Purpose
Preoperative differentiation of prosthetic joint infection (PJI) and aseptic loosening (AL) is challenging. We aimed to evaluate the utility of visual analysis and semi-quantitative parameters of [68Ga]Ga-citrate positron emission tomography/computed tomography (PET/CT) in the differentiation of PJI and AL.
Methods
Sixteen patients with suspected PJI or AL underwent [68Ga]Ga-citrate PET/CT imaging. Results were evaluated by three nuclear medicine doctors based on (1) visual analysis of the attenuation correction (AC) and non-attenuation correction (NAC) based on tracer uptake intensity and range; (2) maximum standard uptake value (SUVmax) of lesions and the SUVmax of the target area/SUVmax of the non-target area (bone and muscle; T/NT [bone] and T/NT [muscle]). The final diagnosis was based on the Musculoskeletal Infection Society criteria, intraoperative findings, and histopathological and microbiological examinations.
Results
Overall, 10 (62.5%) and 6 (37.5%) patients were diagnosed with PJI and AL, respectively. Receiver operating characteristic analysis revealed that the areas under the curve for SUVmax, T/NT (bone), and T/NT (muscle) were 0.617 (cut-off = 2.243, P = 0.4312), 0.850 (cut-off = 2.844, P = 0.0052), and 0.850 (cut-off = 5.983, P = 0.0003), respectively. AC, NAC, and T/NT (bone) exhibited high differential diagnostic values (sensitivity, specificity, and accuracy of 90.0%, 83.3%, and 87.5%, respectively).
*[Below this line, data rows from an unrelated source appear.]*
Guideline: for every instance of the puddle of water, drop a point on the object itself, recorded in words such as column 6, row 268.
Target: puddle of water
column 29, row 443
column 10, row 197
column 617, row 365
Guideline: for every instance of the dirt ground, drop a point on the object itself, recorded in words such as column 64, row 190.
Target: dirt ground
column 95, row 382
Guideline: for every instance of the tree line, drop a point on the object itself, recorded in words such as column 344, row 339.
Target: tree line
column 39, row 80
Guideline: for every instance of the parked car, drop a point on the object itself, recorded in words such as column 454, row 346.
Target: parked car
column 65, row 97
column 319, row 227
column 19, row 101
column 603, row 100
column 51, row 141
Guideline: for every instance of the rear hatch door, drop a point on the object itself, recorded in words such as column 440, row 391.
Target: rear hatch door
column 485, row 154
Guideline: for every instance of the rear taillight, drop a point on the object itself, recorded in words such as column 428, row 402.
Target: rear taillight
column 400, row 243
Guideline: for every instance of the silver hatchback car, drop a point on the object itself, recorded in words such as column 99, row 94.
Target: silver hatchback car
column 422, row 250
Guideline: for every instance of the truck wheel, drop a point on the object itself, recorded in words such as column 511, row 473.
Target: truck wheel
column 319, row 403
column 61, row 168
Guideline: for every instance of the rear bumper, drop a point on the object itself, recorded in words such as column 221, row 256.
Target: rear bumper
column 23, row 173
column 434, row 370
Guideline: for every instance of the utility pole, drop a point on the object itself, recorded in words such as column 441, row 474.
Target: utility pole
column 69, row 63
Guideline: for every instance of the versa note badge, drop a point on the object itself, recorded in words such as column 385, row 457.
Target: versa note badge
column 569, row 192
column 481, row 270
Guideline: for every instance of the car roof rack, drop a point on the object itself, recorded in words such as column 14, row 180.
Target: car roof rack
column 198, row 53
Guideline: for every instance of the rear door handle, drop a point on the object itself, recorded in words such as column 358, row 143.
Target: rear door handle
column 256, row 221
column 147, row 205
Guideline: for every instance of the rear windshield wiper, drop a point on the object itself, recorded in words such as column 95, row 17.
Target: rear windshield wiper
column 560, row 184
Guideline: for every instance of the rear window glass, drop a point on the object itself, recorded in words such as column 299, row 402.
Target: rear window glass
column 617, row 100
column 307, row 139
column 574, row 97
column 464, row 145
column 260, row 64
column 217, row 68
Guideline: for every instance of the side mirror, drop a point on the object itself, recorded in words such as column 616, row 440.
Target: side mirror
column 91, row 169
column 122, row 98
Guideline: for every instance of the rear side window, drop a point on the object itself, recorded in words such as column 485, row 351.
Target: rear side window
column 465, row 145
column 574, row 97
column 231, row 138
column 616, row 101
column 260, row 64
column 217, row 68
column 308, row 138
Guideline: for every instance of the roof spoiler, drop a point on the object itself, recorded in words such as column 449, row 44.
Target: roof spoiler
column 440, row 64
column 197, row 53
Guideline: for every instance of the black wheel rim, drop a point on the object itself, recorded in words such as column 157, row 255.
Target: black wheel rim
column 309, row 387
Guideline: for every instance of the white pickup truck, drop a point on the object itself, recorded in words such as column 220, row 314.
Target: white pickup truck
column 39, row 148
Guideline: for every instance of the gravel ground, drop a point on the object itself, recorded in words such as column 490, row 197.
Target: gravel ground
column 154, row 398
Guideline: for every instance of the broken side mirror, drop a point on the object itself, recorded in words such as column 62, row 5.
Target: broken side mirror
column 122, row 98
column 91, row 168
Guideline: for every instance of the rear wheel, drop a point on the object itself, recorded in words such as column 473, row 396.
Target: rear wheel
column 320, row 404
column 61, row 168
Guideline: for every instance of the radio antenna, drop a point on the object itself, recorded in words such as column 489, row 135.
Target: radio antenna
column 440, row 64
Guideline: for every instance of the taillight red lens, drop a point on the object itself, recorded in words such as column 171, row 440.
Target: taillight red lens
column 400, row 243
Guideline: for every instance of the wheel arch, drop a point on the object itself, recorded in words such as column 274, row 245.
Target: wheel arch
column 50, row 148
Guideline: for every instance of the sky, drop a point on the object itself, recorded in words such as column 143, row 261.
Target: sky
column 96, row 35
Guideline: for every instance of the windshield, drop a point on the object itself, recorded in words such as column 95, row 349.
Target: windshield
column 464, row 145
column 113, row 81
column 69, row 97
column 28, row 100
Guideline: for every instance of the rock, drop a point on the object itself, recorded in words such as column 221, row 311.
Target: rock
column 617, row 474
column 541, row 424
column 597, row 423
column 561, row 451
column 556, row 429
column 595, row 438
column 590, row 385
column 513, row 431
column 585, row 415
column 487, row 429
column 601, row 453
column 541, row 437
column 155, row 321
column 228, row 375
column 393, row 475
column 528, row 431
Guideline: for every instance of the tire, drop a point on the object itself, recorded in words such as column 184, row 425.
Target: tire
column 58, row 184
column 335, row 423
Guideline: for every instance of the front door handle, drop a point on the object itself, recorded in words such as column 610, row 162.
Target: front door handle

The diagnostic efficacy of T/NT (muscle) was the second highest (sensitivity, specificity, and accuracy of 60.0%, 100%, and 75.0%, respectively). SUVmax demonstrated the poorest diagnostic efficacy (sensitivity, specificity, and accuracy of 70.0%, 66.7%, and 68.8%, respectively).
Conclusion
Our results suggest that [68Ga]Ga-citrate may differentiate PJI and AL.